- Born: 1835
- Died: May 25, 1901 (aged 66)
- Occupation(s): Physician, author
- Notable work: East Galloway Sketches

= Alexander Trotter (physician) =

Scottish physician, author, and community leader

Alexander Trotter (1835 – 25 May 1901) was a Scottish physician, author, and community leader, best known for his work in medicine and his writings on the folklore and literary history of Galloway.

== Early life and family ==
Alexander Trotter was born in 1835, the son of Robert Trotter, a physician. He had two brothers, Robert de Bruce Trotter and James Trotter, who, like Alexander, were known for documenting Galloway history and folklore.

== Education and medical career ==
Trotter began studying medicine at the University of Glasgow at the age of 19, qualifying as a surgeon and physician in 1858. He later received an MD from the University of St Andrews in 1863.

During his training, he worked as a surgeon on a whaling ship and recorded the voyage in his 1856 journal, Journal of the Voyage of the Ship Enterprise, from Fraserburgh to Greenland.

== Work in Blyth ==
Trotter later established a medical practice in Blyth, Northumberland, where he was also a shipowner and newspaper proprietor.
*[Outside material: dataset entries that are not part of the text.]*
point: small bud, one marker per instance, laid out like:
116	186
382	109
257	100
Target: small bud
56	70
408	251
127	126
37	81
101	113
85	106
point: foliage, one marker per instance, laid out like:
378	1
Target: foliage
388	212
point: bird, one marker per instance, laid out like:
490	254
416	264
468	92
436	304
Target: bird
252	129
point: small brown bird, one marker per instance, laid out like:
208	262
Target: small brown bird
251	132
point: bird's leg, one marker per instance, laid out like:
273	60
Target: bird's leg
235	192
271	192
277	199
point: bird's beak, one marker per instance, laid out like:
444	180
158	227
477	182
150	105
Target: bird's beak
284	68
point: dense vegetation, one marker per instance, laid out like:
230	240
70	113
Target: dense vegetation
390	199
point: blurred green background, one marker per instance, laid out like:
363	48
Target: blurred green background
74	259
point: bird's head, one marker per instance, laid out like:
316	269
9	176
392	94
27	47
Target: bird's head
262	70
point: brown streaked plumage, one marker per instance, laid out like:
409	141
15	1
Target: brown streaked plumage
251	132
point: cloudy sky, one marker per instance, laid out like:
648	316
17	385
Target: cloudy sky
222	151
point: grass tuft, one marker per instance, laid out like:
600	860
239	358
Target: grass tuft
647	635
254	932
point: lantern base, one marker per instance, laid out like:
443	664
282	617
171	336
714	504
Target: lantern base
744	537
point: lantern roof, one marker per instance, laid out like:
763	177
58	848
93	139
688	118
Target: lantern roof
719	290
He played an active role in local government as one of the original members of the Blyth Town Council, a member of the Board of Guardians, and a representative of Cowpen on the Northumberland County Council.
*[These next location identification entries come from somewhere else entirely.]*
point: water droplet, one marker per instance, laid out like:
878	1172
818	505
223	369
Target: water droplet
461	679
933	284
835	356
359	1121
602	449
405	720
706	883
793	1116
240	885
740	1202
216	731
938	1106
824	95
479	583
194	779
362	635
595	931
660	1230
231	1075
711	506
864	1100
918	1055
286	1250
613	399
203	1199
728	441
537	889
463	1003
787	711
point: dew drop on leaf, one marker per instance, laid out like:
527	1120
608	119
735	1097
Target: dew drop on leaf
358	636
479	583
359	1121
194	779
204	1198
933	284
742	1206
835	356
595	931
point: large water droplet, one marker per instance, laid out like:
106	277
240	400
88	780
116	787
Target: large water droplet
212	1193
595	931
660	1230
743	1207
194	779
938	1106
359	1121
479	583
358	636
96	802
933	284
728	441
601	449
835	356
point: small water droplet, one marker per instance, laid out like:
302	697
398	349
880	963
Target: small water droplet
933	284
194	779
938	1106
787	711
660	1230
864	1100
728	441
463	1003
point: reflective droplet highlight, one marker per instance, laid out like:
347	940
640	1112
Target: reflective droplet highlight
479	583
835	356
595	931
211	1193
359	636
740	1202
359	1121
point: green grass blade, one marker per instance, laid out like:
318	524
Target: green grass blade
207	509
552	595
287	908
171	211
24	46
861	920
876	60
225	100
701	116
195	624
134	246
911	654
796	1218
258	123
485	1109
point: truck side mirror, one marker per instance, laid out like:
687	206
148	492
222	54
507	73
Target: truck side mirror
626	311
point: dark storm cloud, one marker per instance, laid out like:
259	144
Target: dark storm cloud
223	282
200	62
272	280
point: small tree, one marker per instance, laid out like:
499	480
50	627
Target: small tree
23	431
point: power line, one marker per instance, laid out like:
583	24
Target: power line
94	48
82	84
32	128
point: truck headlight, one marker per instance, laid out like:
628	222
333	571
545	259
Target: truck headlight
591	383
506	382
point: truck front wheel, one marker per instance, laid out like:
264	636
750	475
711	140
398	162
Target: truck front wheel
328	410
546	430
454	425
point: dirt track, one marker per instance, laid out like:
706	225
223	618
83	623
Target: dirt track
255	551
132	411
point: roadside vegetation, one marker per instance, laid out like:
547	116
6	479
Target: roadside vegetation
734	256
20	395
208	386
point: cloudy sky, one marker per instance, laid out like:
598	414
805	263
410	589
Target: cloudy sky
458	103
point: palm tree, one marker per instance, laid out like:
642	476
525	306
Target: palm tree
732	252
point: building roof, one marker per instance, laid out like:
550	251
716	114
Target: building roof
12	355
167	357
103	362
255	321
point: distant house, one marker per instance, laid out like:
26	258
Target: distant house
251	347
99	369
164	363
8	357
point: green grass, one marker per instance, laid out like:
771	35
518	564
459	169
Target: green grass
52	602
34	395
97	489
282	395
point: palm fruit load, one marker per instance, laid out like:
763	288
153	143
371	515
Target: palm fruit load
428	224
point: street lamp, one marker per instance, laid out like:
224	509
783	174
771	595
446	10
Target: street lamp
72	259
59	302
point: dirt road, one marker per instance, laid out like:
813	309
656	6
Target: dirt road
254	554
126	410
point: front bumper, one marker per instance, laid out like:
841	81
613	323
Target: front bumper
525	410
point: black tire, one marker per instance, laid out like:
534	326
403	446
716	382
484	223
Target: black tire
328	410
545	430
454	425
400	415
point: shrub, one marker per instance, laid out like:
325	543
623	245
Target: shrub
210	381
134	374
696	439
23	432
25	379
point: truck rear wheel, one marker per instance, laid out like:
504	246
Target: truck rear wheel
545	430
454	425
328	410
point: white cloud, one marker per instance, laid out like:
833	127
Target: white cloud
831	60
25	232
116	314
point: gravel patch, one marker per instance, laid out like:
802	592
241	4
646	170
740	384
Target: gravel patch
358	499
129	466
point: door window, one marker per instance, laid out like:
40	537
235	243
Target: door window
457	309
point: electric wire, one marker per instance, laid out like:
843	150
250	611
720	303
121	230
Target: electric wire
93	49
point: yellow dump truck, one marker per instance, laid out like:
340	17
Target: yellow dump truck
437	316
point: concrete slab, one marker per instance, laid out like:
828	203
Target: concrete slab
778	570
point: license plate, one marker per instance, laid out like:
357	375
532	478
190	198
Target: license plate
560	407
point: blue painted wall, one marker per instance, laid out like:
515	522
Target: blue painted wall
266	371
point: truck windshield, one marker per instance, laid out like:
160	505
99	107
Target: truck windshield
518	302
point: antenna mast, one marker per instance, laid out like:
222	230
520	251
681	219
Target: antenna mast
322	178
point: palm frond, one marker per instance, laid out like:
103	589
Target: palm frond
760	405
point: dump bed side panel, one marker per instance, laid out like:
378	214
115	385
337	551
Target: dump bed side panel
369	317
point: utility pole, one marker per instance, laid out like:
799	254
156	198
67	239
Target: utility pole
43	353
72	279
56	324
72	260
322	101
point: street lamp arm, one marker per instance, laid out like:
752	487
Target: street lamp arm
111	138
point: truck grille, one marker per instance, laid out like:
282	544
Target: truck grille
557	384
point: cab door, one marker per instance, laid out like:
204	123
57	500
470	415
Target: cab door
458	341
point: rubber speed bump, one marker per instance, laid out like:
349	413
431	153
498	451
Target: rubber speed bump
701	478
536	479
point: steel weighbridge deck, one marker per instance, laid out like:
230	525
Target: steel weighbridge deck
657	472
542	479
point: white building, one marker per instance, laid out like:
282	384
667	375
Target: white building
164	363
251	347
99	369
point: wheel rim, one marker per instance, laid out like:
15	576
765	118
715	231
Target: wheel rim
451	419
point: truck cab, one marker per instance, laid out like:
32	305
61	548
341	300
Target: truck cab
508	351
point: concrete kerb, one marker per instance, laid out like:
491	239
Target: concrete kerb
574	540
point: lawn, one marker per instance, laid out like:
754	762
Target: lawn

== Literary contributions ==
In 1901, shortly before his death, Trotter published East Galloway Sketches: Or, Biographical, Historical, and Descriptive Notices of Kirkcudbrightshire, Chiefly in the Nineteenth Century. The work is a valuable record of Galloway's literary and cultural history, compiling and expanding upon a series of articles originally published in The Kirkcudbrightshire Advertiser.

== Death and legacy ==
Trotter died unexpectedly on 25 May 1901. He was remembered for his contributions both to medicine and to the preservation of local history in Galloway and Blyth.